Tienen poca paciencia para el coqueteo y la seducción, y no entiende mucho a la
gente tímida, recatada, y sutil, a la que suelen tratar de sacar de su cerrazón.
Son, básicamente, una clase de persona abierta y directa, por lo que es
improbable que sean capaces de entender y reconocer las insinuaciones, algo que
pocas veces habrán hecho.
Es importante para ellos tener un compañero físicamente atractivo. La pasión
llega a sus vidas tan naturalmente como la aventura. Si comienzan a poner la
vista en una persona, se abocan de gran manera al intento de seducirla,
disfrutando de cada momento de éxito en la conquista.
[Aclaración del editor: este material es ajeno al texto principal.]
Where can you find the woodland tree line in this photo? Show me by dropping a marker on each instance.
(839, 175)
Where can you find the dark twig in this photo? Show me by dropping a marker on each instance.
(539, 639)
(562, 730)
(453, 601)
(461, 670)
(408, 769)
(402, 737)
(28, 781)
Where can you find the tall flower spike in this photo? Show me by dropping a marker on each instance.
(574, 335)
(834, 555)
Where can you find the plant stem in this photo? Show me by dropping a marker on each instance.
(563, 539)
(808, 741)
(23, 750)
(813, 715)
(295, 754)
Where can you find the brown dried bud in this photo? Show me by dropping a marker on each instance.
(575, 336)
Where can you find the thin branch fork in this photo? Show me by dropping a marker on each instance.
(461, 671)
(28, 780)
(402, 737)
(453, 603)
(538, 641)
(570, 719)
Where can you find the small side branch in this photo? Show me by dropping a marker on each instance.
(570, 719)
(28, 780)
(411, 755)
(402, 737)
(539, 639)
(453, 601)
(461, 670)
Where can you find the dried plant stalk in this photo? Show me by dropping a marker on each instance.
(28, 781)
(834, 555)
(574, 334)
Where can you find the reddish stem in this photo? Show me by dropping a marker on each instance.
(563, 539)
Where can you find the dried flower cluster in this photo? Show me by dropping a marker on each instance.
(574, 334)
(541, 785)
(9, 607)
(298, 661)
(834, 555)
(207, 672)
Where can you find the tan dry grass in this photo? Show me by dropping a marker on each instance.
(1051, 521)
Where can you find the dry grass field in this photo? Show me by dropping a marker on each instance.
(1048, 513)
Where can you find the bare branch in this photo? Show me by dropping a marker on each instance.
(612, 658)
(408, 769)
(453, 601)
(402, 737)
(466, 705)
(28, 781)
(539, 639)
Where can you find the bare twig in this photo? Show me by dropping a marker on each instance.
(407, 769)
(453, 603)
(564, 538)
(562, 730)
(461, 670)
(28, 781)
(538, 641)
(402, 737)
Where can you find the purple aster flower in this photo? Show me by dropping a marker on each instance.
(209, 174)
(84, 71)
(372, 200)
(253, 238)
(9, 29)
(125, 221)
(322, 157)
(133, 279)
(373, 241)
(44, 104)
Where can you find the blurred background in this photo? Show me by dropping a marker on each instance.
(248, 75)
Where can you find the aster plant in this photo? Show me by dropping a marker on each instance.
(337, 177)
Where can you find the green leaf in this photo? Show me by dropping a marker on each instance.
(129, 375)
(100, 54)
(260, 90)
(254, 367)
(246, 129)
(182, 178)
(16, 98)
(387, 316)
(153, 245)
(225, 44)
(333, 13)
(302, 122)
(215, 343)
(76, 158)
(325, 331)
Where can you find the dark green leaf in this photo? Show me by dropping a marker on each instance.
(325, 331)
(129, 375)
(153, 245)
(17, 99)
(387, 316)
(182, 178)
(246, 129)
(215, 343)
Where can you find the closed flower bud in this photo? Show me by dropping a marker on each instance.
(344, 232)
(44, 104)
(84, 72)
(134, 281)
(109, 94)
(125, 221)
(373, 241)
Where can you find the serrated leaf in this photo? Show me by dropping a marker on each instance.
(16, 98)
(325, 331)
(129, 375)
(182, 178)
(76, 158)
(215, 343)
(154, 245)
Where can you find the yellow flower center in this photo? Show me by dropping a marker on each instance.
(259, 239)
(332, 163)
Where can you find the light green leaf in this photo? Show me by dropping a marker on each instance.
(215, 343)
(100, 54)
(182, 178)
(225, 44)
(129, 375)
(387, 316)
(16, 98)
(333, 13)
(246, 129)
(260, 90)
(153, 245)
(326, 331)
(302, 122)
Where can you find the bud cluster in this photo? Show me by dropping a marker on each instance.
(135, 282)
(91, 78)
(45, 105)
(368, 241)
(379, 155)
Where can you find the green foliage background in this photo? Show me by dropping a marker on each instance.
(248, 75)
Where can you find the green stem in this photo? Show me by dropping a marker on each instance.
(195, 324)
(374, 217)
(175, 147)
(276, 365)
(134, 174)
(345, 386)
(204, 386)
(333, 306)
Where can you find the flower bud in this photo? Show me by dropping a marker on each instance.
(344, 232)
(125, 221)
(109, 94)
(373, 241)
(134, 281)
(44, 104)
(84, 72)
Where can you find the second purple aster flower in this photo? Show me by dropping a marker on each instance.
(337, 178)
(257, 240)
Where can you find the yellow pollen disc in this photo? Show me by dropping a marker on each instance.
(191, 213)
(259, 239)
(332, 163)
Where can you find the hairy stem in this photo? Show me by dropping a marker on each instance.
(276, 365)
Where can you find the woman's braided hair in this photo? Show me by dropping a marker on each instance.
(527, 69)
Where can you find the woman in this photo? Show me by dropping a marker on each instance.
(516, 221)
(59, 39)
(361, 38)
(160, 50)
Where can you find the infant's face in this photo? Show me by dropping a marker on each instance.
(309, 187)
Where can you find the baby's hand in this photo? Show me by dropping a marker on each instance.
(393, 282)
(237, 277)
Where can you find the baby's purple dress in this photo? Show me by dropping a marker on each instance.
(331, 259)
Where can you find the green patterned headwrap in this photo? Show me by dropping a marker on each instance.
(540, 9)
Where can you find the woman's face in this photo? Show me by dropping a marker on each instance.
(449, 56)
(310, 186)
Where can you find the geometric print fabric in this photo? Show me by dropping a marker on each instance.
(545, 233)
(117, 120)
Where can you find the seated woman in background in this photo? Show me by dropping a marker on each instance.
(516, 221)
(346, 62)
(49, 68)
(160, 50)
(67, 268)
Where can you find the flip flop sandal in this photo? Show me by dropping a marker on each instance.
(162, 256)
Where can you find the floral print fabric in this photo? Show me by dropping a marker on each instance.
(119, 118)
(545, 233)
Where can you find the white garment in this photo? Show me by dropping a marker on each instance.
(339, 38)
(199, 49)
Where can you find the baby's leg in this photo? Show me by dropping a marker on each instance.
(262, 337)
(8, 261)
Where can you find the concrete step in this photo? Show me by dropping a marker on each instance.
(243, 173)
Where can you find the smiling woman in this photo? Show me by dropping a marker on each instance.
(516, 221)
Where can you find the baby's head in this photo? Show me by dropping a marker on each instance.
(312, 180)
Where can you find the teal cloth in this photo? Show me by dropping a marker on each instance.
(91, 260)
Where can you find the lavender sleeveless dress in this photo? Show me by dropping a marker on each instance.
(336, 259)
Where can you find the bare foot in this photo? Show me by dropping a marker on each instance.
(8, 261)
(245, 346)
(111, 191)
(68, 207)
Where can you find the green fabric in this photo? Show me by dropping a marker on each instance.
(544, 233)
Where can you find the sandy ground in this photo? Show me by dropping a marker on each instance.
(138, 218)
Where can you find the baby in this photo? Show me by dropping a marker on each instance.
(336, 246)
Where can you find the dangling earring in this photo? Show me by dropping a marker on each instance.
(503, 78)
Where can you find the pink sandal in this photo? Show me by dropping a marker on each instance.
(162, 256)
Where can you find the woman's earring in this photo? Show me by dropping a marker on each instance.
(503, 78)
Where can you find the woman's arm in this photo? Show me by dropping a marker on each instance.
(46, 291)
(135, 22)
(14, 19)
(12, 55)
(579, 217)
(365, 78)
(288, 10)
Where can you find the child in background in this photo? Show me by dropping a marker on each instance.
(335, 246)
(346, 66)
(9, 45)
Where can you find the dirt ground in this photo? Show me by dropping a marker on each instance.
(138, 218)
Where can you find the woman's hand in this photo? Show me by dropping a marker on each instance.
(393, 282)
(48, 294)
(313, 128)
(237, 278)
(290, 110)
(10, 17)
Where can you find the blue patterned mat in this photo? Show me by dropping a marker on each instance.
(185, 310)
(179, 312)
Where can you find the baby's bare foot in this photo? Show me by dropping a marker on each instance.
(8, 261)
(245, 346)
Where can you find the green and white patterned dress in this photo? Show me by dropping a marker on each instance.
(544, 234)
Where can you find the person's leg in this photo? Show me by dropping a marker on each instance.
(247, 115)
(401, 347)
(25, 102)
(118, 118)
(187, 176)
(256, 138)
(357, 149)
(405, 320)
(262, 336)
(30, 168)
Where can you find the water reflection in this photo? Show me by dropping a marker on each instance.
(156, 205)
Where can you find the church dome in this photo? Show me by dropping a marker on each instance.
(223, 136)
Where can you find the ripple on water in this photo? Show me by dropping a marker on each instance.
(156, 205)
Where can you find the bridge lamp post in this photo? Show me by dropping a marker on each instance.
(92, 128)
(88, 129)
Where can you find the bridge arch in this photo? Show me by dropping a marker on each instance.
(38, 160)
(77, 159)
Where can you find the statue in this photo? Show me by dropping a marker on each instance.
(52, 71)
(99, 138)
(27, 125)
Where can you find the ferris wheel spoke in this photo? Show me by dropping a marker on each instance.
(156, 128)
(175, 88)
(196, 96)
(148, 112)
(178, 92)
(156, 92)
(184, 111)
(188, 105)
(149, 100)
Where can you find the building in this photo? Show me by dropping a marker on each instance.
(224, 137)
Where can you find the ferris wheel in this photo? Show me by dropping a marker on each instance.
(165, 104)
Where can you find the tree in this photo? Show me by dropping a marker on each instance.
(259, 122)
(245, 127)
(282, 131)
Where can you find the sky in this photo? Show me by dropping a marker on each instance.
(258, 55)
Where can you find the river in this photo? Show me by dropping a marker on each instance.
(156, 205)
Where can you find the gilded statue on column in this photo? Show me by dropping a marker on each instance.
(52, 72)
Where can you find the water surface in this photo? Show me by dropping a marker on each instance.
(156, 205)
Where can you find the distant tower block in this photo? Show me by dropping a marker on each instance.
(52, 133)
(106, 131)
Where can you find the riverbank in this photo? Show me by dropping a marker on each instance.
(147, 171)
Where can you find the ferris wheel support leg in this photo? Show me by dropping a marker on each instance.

En el lado negativo, tienden a estar demasiados pendientes del aspecto físico.
Asimismo tienden, aunque sólo a veces, a ser muy egoístas y poco sensibles.
Ellos y sus necesidades vienen primero, y los demás y sus sentimientos quedan en
un segundo lugar. Sus elecciones no son muy buenas y a veces los llevan a tener
problemas. Pueden tender a ser también algo egocéntricos y poco solidarios.